Hofer told STAT he'd long been ready to depart for something smaller but had wanted to help "stabilize" the behavioral health group in the face of surging demand for services.
"It's just a fascinating industry that went from 0 to 60 in like two years, and in health care, that doesn't happen," he said, pointing out that mental health has suddenly become a top concern for companies picking health plans for their employees.
Indeed, this past summer, UnitedHealth blamed a lower operating margin on more people seeking care and called out an increase in demand for behavioral health services as a culprit. In August, Optum shook up its leadership, which is around the time Hofer departed the company. Though he didn't address UnitedHealth's margins specifically, he said all insurers would have to figure out the financial details of delivering mental health care at large scale.

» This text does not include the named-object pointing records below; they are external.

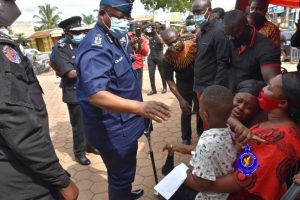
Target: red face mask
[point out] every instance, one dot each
(268, 104)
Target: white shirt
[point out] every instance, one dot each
(213, 157)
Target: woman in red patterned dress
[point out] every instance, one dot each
(277, 155)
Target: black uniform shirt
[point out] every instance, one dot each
(29, 166)
(186, 74)
(65, 61)
(247, 63)
(213, 55)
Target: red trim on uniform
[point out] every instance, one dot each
(271, 65)
(253, 38)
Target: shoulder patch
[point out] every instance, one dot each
(62, 44)
(11, 54)
(98, 40)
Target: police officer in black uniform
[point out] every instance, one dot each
(29, 167)
(64, 58)
(156, 45)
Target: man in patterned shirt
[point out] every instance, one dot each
(269, 29)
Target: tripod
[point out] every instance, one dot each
(147, 133)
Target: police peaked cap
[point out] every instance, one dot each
(70, 23)
(125, 6)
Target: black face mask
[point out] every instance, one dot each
(242, 39)
(9, 12)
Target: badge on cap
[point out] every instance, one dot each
(98, 41)
(11, 54)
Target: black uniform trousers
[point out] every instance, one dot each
(186, 91)
(140, 76)
(153, 60)
(76, 119)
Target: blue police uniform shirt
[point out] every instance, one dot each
(103, 65)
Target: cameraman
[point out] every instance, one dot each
(152, 31)
(140, 49)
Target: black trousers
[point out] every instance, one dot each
(140, 76)
(186, 91)
(153, 61)
(76, 119)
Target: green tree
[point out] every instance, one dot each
(48, 17)
(88, 19)
(174, 5)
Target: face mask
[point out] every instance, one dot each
(178, 46)
(4, 31)
(200, 20)
(77, 38)
(119, 27)
(268, 104)
(239, 41)
(190, 28)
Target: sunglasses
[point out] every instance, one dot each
(176, 44)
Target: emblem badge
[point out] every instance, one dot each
(98, 41)
(247, 162)
(11, 54)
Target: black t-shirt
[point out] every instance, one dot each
(246, 64)
(213, 56)
(186, 74)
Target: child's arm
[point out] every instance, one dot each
(181, 148)
(224, 184)
(195, 182)
(244, 134)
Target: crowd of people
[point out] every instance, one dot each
(226, 65)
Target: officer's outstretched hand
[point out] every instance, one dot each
(154, 110)
(70, 192)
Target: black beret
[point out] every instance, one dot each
(70, 23)
(250, 86)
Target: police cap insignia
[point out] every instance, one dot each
(247, 162)
(125, 6)
(11, 54)
(98, 41)
(72, 22)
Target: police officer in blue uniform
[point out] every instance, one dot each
(108, 91)
(63, 57)
(29, 167)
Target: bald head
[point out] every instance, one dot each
(199, 7)
(169, 35)
(235, 18)
(260, 6)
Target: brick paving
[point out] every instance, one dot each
(92, 179)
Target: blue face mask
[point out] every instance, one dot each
(119, 27)
(77, 38)
(190, 28)
(200, 19)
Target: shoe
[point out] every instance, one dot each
(90, 149)
(151, 93)
(83, 160)
(186, 142)
(168, 166)
(136, 194)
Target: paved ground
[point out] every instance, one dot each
(92, 180)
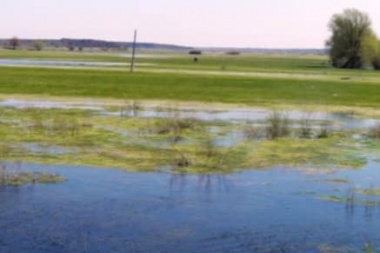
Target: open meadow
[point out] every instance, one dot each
(226, 152)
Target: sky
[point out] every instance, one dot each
(197, 23)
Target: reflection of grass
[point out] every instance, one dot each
(145, 144)
(16, 176)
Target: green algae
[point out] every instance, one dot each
(148, 144)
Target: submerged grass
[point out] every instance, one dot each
(15, 175)
(148, 144)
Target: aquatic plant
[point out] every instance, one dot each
(324, 130)
(130, 109)
(305, 128)
(277, 125)
(17, 176)
(374, 132)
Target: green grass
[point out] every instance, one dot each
(257, 91)
(62, 55)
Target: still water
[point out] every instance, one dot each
(107, 210)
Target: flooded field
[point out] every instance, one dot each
(141, 178)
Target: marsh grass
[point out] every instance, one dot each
(130, 109)
(15, 175)
(374, 132)
(306, 128)
(278, 125)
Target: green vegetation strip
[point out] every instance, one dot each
(256, 91)
(82, 137)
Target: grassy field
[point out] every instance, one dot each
(290, 80)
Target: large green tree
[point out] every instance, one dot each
(352, 42)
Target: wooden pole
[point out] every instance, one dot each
(133, 52)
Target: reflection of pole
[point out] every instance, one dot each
(133, 52)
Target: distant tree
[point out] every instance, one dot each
(376, 58)
(352, 39)
(14, 43)
(196, 52)
(38, 45)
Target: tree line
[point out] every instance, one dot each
(353, 43)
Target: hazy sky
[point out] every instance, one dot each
(236, 23)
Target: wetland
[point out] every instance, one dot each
(137, 177)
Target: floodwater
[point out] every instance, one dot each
(105, 210)
(273, 210)
(337, 121)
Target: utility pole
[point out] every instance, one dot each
(133, 52)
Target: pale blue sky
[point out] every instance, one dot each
(237, 23)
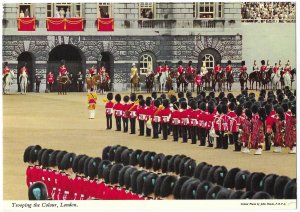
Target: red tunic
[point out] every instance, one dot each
(50, 78)
(165, 115)
(24, 69)
(217, 69)
(243, 69)
(159, 70)
(198, 80)
(257, 136)
(180, 70)
(190, 70)
(109, 106)
(228, 69)
(118, 107)
(290, 132)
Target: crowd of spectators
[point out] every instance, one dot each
(269, 12)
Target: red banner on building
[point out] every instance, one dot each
(26, 24)
(105, 24)
(64, 24)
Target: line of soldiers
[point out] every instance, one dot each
(244, 121)
(127, 174)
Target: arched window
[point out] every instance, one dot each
(146, 63)
(209, 61)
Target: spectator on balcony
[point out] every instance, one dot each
(62, 12)
(21, 14)
(27, 13)
(68, 14)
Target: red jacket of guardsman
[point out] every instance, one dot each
(166, 69)
(228, 69)
(175, 118)
(231, 118)
(109, 107)
(180, 70)
(118, 108)
(217, 69)
(50, 78)
(198, 80)
(63, 70)
(24, 69)
(159, 69)
(6, 70)
(141, 113)
(133, 109)
(165, 115)
(190, 70)
(193, 118)
(243, 69)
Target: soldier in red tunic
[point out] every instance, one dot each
(118, 112)
(50, 80)
(165, 118)
(278, 129)
(180, 69)
(290, 131)
(109, 111)
(125, 116)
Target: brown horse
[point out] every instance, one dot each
(134, 83)
(62, 84)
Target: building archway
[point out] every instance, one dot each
(74, 61)
(210, 56)
(107, 60)
(29, 59)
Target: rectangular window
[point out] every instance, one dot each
(25, 10)
(64, 10)
(104, 10)
(147, 10)
(208, 10)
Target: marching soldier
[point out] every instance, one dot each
(92, 100)
(50, 80)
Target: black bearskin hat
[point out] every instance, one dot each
(224, 194)
(93, 167)
(178, 185)
(230, 177)
(125, 156)
(167, 186)
(241, 180)
(149, 183)
(236, 194)
(121, 177)
(220, 174)
(210, 176)
(114, 173)
(202, 189)
(213, 192)
(198, 169)
(110, 96)
(257, 182)
(118, 154)
(157, 161)
(261, 195)
(279, 186)
(38, 191)
(134, 158)
(118, 97)
(102, 165)
(105, 153)
(26, 155)
(164, 163)
(269, 181)
(158, 185)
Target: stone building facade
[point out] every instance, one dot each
(174, 33)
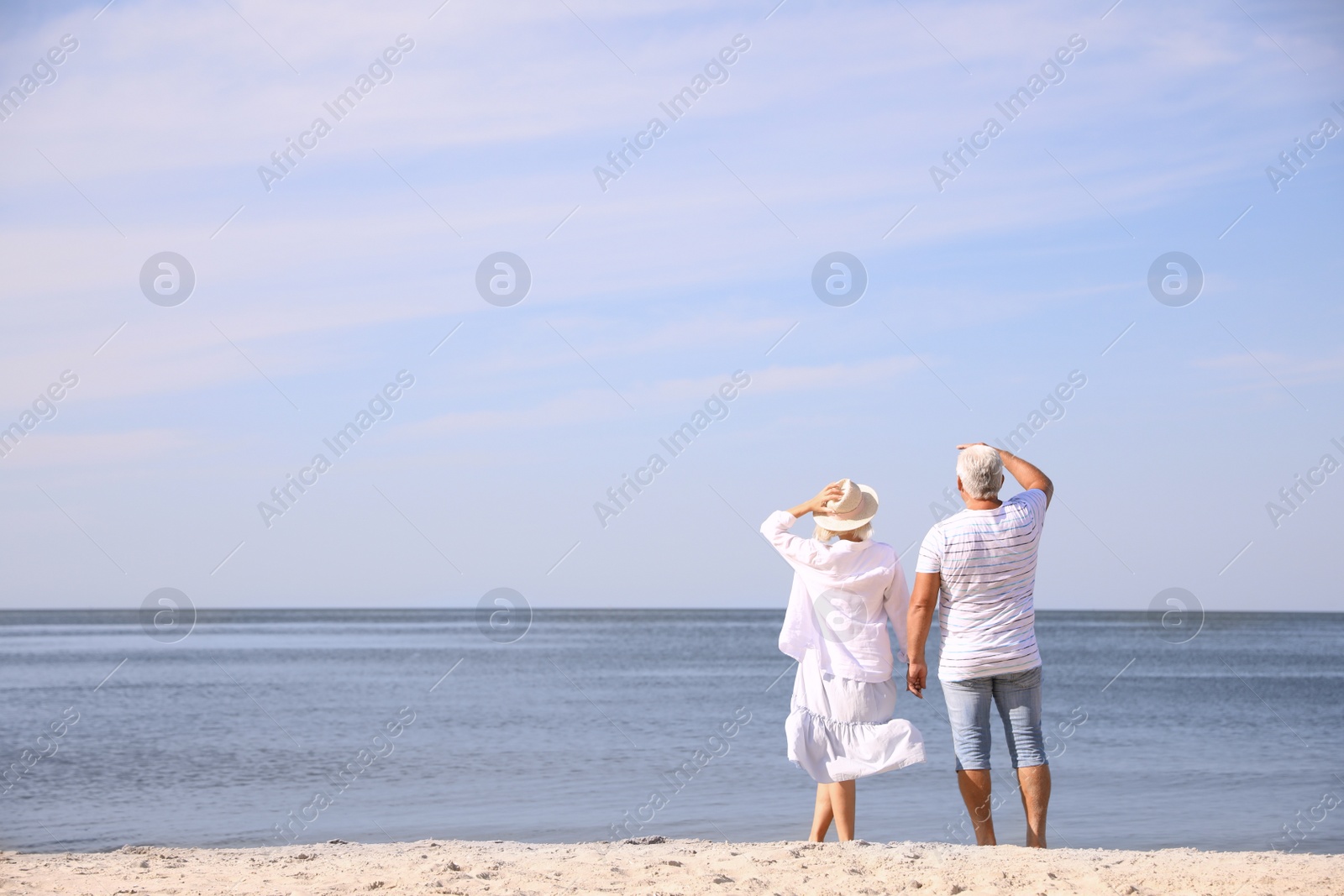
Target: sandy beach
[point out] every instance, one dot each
(664, 868)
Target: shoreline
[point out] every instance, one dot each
(656, 867)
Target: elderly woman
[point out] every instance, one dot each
(840, 725)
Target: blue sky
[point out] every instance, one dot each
(645, 297)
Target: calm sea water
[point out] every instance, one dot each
(217, 739)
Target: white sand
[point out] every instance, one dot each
(687, 867)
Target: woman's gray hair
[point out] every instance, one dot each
(862, 533)
(981, 472)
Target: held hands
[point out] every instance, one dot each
(917, 676)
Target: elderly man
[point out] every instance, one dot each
(979, 567)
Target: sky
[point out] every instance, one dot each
(994, 284)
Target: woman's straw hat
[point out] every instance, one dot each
(857, 506)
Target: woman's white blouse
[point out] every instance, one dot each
(843, 595)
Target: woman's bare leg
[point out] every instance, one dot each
(822, 815)
(842, 805)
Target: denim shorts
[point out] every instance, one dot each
(1018, 698)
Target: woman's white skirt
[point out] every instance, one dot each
(840, 730)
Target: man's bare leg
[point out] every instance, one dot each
(842, 804)
(1035, 799)
(822, 815)
(974, 785)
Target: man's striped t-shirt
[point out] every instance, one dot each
(987, 560)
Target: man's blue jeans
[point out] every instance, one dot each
(1018, 698)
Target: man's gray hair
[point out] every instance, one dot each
(981, 472)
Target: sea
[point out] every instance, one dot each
(264, 727)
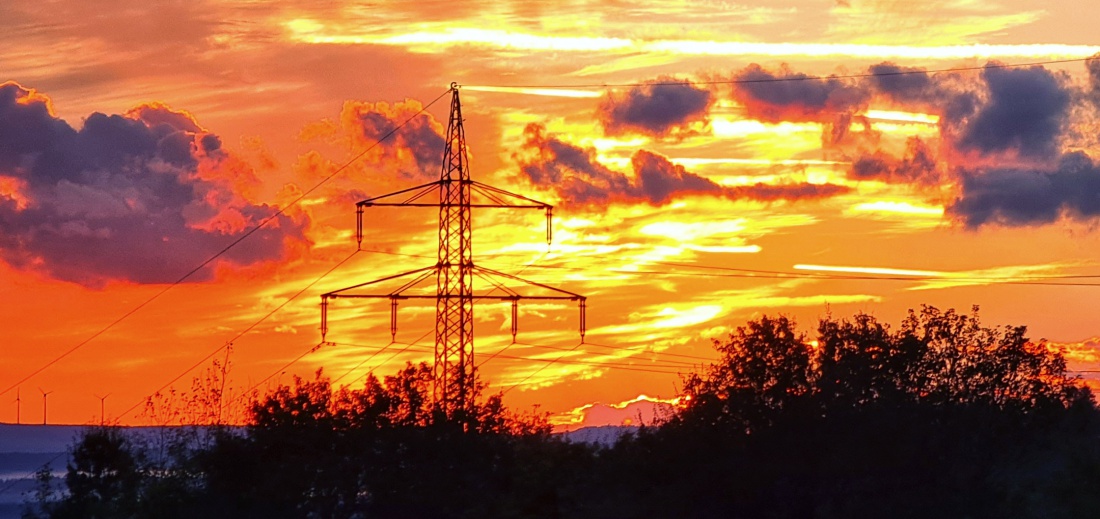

"All these plans are grappling with… there is a real need to provide mental health services, but there's also a need to appropriately control cost," he said, adding: "We live in a world where you just can't spend money on everything, right? You've got to do it in a rational way."
Hofer will be able to keep his hands in behavioral health at .406, which has invested in numerous early stage startups in the space. Though health tech investment has cratered since its peak in 2021, Hofer said that deals are happening, there's just a lot more scrutiny in the due diligence. In addition to his new role at .406, Hofer took over as CEO at the firm's portfolio company Redox which makes interoperability technology, an area where he sees a huge unmet need much like what he saw for mental health services when he joined AbleTo in 2018.
Digital Health
More behavioral health tech industry news
- .406 Ventures, which we just discussed above, invested in Nema Health, which announced $4.1 million in funding to support its business offering virtual treatment for post-traumatic stress disorder and related conditions. Optum Ventures is also an investor. Nema follows in the footsteps of several other companies offering virtual treatment for more complex behavioral health conditions, like NOCD, for obsessive compulsive disorder, and Equip, for eating disorders.
Related: A telehealth effort to treat PTSD and bipolar disorder in rural areas showed 'huge gains.' Now comes the hard part
- New York City officially announced NYC Teenspace, a program to offer free online therapy to all teenagers between the ages 13 and 17 through Talkspace. It's a $26 million, three-year contract, which was first reported last month. It's not the first time Talkspace has waded into delivering care to the entire population of a city. But the deal underscores the opportunity many mental health companies see to tap government funding to deliver care to young people.
Artificial intelligence
UnitedHealth faces class action lawsuit over algorithmic care denials
Earlier this week, my colleagues published a deep investigation into UnitedHealth Group's practice of using an algorithm to determine how long its Medicare Advantage members ought to stay in rehabilitation care. In an immediate sign of impact, the monolithic health care company has already been hit with a class-action lawsuit that alleges the practice is illegal.